Semaine du 23 au 29 novembre 2016 - Numéro 1152
Lueur d’espoir

Sayed Ahmed, Port-Saïd.

Un de nos lecteurs nous parle de la décision du président Abdel-Fattah Al-Sissi de libérer un certain nombre de jeunes.

Lors de la conférence de la jeunesse, tenue à Charm Al-Cheikh au début du mois, le président Sissi avait promis de former un comité pour trouver des solutions juridiques afin de libérer des jeunes arrêtés lors de manifestations. Cette décision nous avait réjouis, moi et toutes les familles dont des enfants sont emprisonnés et parfois sans raison valable. Nombre de jeunes étaient emprisonnés sans chef d’accusation.Ces jeunes on été libérés cette semaine. Mais certaines personnes comme celles qui appartiennent au mouvement des Frères musulmans n'ont pas été libérées car elles complotent contre l'Egypte. Cette initiative me redonne confiance en mon pays et en notre société. 


Le 11/11 …

Nahla Mahmoud, Le Caire.

Le vendredi 11 novembre, jour tant attendu, où tout le monde attendait de voir si des manifestations qui allaient à nouveau avoir lieu en Egypte. Absolument rien ne s’est passé. Une des principales raisons du vide qui a envahi toutes les rues du Caire ce fameux 11/11 est peut-être la lassitude. Je crois que le peuple égyptien est fatigué des manifestations et des violences. La situation économique a tellement empiré après la révolution de janvier 2011 que la population n’a peut-être plus ni l’envie ni l’espoir de passer par la rue pour s’exprimer. Les Egyptiens ont finalement décidé de rester chez eux. Ils ne veulent pas entendre parler de manifestations. En tout cas, une chose est certaine, c’est que nous ne croyons plus au pouvoir de la rue. Les gens préfèrent désormais essayer de construire plutôt que de détruire. 

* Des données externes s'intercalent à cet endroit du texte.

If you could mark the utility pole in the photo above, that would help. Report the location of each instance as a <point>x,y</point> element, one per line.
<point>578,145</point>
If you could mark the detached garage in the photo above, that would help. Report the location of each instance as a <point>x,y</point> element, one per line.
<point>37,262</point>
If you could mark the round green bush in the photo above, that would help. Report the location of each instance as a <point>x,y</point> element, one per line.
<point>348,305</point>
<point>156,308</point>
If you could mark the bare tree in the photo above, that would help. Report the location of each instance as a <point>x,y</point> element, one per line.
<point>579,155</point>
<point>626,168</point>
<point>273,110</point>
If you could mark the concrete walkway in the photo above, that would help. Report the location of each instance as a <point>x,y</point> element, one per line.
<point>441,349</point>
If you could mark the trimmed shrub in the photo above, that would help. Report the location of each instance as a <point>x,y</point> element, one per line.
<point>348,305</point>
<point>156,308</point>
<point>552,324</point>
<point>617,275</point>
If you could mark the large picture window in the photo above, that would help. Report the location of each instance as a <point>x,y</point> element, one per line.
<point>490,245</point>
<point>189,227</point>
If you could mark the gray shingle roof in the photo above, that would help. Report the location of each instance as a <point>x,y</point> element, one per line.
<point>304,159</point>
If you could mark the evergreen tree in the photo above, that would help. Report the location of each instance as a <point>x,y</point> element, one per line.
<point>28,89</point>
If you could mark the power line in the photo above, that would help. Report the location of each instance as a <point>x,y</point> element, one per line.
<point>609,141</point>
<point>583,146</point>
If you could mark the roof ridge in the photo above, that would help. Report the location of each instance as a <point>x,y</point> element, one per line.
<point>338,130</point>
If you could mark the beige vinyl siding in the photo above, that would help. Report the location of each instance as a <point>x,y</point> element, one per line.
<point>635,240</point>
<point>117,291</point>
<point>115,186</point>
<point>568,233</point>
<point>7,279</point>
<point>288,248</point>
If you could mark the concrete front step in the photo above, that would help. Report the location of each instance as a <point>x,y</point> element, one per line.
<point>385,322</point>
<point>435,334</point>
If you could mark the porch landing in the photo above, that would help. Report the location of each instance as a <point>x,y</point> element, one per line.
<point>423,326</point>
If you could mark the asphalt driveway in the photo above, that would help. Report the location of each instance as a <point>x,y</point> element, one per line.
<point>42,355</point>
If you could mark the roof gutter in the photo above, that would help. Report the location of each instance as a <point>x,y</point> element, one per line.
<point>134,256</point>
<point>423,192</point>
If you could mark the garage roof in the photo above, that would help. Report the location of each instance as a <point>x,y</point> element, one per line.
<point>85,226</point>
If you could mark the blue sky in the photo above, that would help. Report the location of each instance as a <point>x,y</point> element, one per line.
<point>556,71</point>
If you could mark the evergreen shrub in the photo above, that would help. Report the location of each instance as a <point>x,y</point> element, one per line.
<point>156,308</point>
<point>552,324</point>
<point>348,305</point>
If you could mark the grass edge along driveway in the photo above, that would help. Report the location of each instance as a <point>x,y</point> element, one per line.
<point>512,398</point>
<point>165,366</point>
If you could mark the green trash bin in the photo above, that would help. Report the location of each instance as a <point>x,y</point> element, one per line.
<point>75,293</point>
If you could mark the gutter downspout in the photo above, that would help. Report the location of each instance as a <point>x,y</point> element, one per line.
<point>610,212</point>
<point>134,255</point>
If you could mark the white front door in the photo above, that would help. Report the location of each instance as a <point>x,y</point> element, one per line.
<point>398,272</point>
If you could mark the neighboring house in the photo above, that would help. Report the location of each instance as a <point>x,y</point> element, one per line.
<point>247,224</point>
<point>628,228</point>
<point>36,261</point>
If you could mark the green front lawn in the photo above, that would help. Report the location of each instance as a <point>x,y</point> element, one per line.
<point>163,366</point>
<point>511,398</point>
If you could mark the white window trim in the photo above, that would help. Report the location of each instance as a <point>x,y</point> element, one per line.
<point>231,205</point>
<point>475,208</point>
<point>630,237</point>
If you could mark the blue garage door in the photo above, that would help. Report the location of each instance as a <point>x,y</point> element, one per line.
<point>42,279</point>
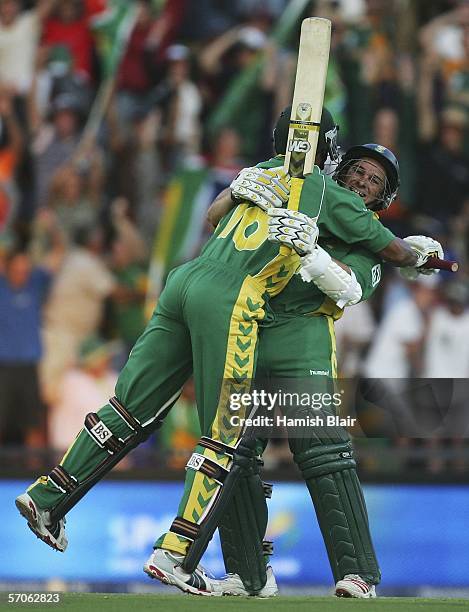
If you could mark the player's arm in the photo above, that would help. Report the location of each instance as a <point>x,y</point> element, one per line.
<point>399,253</point>
<point>220,206</point>
<point>264,187</point>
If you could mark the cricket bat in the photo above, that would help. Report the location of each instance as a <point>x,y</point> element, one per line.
<point>308,96</point>
<point>308,99</point>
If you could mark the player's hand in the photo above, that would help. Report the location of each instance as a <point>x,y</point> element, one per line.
<point>263,187</point>
<point>293,229</point>
<point>425,247</point>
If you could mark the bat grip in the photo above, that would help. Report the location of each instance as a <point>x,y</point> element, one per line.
<point>435,263</point>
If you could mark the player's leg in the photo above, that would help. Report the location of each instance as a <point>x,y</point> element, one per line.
<point>148,386</point>
<point>224,337</point>
<point>324,454</point>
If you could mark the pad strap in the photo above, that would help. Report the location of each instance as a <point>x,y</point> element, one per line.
<point>208,467</point>
<point>182,527</point>
<point>102,435</point>
<point>267,486</point>
<point>268,547</point>
<point>217,446</point>
<point>63,480</point>
<point>125,415</point>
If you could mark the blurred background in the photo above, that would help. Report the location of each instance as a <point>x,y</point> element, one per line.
<point>120,121</point>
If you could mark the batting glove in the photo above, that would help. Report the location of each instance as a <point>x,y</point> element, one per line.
<point>425,247</point>
<point>293,229</point>
<point>265,188</point>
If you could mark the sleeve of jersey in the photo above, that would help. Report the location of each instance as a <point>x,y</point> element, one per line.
<point>367,269</point>
<point>351,221</point>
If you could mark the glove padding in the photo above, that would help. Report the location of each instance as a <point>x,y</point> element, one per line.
<point>263,187</point>
<point>425,247</point>
<point>293,229</point>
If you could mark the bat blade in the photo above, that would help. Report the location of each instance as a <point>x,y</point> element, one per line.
<point>308,96</point>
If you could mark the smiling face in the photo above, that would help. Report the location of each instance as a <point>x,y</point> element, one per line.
<point>367,178</point>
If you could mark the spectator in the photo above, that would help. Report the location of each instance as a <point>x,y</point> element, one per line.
<point>11,148</point>
<point>56,144</point>
<point>443,172</point>
<point>128,298</point>
<point>67,27</point>
<point>72,200</point>
<point>23,290</point>
<point>181,117</point>
<point>75,306</point>
<point>19,36</point>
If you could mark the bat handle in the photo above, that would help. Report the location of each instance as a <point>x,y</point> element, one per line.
<point>435,263</point>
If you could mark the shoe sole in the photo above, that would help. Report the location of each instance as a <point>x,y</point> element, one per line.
<point>347,594</point>
<point>30,515</point>
<point>157,574</point>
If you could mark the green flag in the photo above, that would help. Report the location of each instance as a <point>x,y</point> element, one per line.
<point>112,29</point>
<point>181,228</point>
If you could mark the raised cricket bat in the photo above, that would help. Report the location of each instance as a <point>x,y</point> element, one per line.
<point>308,98</point>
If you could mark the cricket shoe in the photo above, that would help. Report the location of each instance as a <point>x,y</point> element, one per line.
<point>39,522</point>
<point>233,585</point>
<point>165,566</point>
<point>353,585</point>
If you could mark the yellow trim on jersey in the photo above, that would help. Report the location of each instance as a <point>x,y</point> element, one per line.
<point>330,325</point>
<point>237,378</point>
<point>240,355</point>
<point>275,275</point>
<point>296,187</point>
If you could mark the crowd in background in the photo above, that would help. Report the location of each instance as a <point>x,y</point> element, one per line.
<point>81,204</point>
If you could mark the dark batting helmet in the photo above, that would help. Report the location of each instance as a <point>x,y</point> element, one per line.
<point>385,158</point>
<point>327,142</point>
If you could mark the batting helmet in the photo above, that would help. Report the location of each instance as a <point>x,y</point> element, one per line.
<point>385,158</point>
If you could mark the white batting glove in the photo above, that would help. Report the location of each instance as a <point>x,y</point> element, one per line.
<point>293,229</point>
<point>263,187</point>
<point>425,247</point>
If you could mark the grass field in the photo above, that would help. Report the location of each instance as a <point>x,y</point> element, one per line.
<point>98,602</point>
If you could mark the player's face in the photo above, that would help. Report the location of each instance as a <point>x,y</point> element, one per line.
<point>367,178</point>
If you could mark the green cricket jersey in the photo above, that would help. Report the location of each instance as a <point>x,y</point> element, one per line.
<point>240,239</point>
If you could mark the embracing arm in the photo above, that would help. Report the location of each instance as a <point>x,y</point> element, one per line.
<point>220,206</point>
<point>399,253</point>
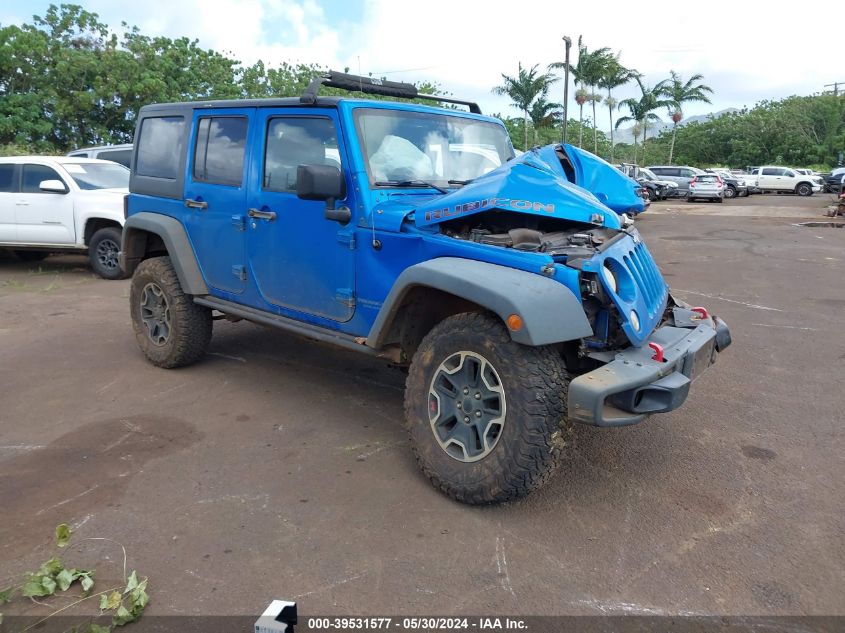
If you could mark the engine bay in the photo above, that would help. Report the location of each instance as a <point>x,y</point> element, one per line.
<point>535,234</point>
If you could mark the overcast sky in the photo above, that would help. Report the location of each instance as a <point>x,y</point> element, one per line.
<point>747,51</point>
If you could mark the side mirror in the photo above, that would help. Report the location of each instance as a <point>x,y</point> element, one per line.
<point>323,182</point>
<point>52,186</point>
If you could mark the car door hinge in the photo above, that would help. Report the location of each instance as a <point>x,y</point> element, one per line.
<point>239,272</point>
<point>345,296</point>
<point>348,239</point>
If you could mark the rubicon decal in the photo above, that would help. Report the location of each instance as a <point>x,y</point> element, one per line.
<point>489,203</point>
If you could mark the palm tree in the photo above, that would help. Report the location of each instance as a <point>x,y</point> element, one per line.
<point>642,109</point>
<point>544,113</point>
<point>579,73</point>
<point>595,67</point>
<point>679,92</point>
<point>524,89</point>
<point>615,75</point>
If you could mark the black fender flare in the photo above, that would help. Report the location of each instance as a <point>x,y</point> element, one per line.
<point>175,239</point>
<point>550,312</point>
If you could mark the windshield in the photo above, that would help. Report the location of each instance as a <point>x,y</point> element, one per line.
<point>98,175</point>
<point>401,146</point>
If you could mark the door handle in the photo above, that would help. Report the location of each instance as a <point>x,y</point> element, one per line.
<point>262,215</point>
<point>196,204</point>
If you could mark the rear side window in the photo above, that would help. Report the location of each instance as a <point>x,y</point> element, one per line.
<point>121,156</point>
<point>7,184</point>
<point>34,175</point>
<point>219,150</point>
<point>292,142</point>
<point>160,147</point>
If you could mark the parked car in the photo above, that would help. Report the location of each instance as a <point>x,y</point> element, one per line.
<point>117,153</point>
<point>707,187</point>
<point>785,180</point>
<point>812,175</point>
<point>519,300</point>
<point>682,175</point>
<point>734,185</point>
<point>662,188</point>
<point>52,204</point>
<point>833,181</point>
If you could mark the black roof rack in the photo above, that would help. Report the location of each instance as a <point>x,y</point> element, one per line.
<point>369,85</point>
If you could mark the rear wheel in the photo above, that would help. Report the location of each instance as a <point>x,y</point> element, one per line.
<point>103,251</point>
<point>486,416</point>
<point>170,328</point>
<point>31,256</point>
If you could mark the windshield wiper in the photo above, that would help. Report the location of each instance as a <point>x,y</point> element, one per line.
<point>410,183</point>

Les guides et le gouvernement

Naglaa Ahmed, Alexandrie.

Les guides touristiques représentent une catégorie de citoyens oubliés par la société. Malheureusement, la société n’a pas essayé de leur trouver des solutions efficaces après la chute d’activités dans le secteur du tourisme. Beaucoup d’entre eux n’ont pas retrouvé de travail. Certains ont tenté tous les types de petits boulots possibles, laissant de côté leur dignité pour survivre. Un bon nombre d’entre eux ont été obligés de changer leur domicile ou de le vendre, ou d’inscrire leurs enfants dans une école privée, car les frais des écoles internationales sont trop coûteux. Et d’autres ont divorcé à cause des problèmes financiers.

Pourquoi les responsables nous demandent-ils toujours d’être des citoyens honorables, alors qu’ils ne font rien pour nous ? Il aurait été utile de la part du gouvernement de donner un salaire fixe aux guides touristiques jusqu’à ce que la situation s’améliore. Par ailleurs, nous avons lu récemment dans la presse que le président Abdel-Fattah Al- Sissi essayait de faire revenir les touristes russes en Egypte. Espérons que cela se réalisera.